I read Jonathan Miles’ last book “Want Not” and loved it, so have been waiting to see some reviews of this one. I’m glad to see you liked it! I would recommend Want Not, if you haven’t already read it.
Like you, I really enjoyed Want Not which is why I got this one. You won’t be disappointed. He is such an intelligent storyteller.
Can’t wait to cram this one into the schedule somewhere. Though I just this morning started a new “pledge” to get rid of (i.e., read or listen to) all of the books on my main TBR shelf by the end of the year. This means That I have to fit them in around assignment books, most likely on kindle or audio. So I spent half the morning putting sticky notes in my books indicating where they can be found in electronic form. This can’t end well.
Oh, Lord, this sounds bad. Don’t you remember that we are perverse enough that we will subconsciously push back against anything we thing we “should” do? It’s sounds like a great idea but as I side-eye my TBR shelf I know the backlist ones aren’t going anywhere. Carry on!
You notice I said “main TBR shelf.” These are really the cream of the crop that have been sitting too long. And it sounds bad, but I also think liberating if I can be successful. We shall see. 🙂
Absolutely liberating! You’re a better book owner than I am. I resort to adding them to my Goodreads TBR list and giving them away- figuring I can get them at the library if I ever want to read them.

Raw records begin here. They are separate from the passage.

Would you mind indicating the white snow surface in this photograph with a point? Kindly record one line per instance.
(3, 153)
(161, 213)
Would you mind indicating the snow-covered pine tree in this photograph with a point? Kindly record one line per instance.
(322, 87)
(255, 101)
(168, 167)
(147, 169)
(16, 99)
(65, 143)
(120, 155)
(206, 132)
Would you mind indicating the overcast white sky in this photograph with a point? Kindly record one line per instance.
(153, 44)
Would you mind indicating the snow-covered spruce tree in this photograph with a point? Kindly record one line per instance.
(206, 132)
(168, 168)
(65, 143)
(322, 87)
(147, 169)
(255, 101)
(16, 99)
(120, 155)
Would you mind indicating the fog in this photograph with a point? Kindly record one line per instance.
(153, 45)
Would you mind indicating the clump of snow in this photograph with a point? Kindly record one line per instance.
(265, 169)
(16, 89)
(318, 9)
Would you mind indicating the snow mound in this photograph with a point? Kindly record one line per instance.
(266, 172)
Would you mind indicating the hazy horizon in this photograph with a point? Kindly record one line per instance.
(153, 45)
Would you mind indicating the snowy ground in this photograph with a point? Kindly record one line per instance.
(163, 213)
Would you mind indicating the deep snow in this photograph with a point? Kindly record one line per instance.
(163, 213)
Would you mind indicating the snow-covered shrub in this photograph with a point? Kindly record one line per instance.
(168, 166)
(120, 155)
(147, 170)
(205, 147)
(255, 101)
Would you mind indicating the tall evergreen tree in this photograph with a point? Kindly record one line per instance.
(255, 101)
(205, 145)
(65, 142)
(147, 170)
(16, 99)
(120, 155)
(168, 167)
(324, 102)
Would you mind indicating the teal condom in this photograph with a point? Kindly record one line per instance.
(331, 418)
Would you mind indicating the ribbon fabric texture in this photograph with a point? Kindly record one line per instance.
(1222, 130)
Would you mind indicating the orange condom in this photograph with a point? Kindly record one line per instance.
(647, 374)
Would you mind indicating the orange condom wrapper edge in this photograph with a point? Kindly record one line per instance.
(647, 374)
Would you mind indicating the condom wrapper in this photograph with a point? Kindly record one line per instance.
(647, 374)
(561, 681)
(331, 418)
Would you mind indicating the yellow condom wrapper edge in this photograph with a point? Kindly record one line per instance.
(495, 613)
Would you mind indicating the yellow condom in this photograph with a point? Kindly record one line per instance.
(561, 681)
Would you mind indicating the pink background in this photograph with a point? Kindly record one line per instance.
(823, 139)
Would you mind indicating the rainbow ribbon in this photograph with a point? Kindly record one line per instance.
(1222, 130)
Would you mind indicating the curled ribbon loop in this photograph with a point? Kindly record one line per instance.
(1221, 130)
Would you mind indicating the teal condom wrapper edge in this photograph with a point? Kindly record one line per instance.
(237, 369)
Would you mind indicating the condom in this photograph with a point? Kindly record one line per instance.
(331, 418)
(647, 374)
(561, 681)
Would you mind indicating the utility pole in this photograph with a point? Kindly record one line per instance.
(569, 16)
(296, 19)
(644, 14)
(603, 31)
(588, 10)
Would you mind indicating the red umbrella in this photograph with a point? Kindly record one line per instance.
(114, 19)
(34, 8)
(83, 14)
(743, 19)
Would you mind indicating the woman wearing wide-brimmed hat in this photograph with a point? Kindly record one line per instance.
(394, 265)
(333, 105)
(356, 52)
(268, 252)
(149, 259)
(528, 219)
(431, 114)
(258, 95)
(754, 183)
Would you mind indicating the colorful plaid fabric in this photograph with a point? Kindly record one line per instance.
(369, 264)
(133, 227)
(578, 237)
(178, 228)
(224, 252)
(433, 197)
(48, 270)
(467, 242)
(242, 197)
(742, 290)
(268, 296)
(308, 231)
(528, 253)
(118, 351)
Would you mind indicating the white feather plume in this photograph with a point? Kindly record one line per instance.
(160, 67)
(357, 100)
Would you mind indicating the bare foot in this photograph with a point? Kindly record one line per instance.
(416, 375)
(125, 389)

That’s an interesting M.O. But what happens if you love something enough to keep on the shelf? I figure I bought these for a reason (not that I’ve never bought a book for a reason other than just liking the cover and needing a fix, mind you), and I keep favorites on the shelf. I SHOULD do some weeding of things I’m not confident in, but if I go that route I’ll never read them at all. I didn’t say I was going to stop requesting other things from the library, did I? 🙂
OK…we may be on the same page after all, because I thought your TBR meant books sent by publishers, not books you bought yourself. Different rules. The ARC TBRs are the ones I ditch . Books I own take a lot more thought and most stick around. I am a librarian at heart so I don’t buy a lot of books- mostly from authors at signing events. Aahhhhhh…books!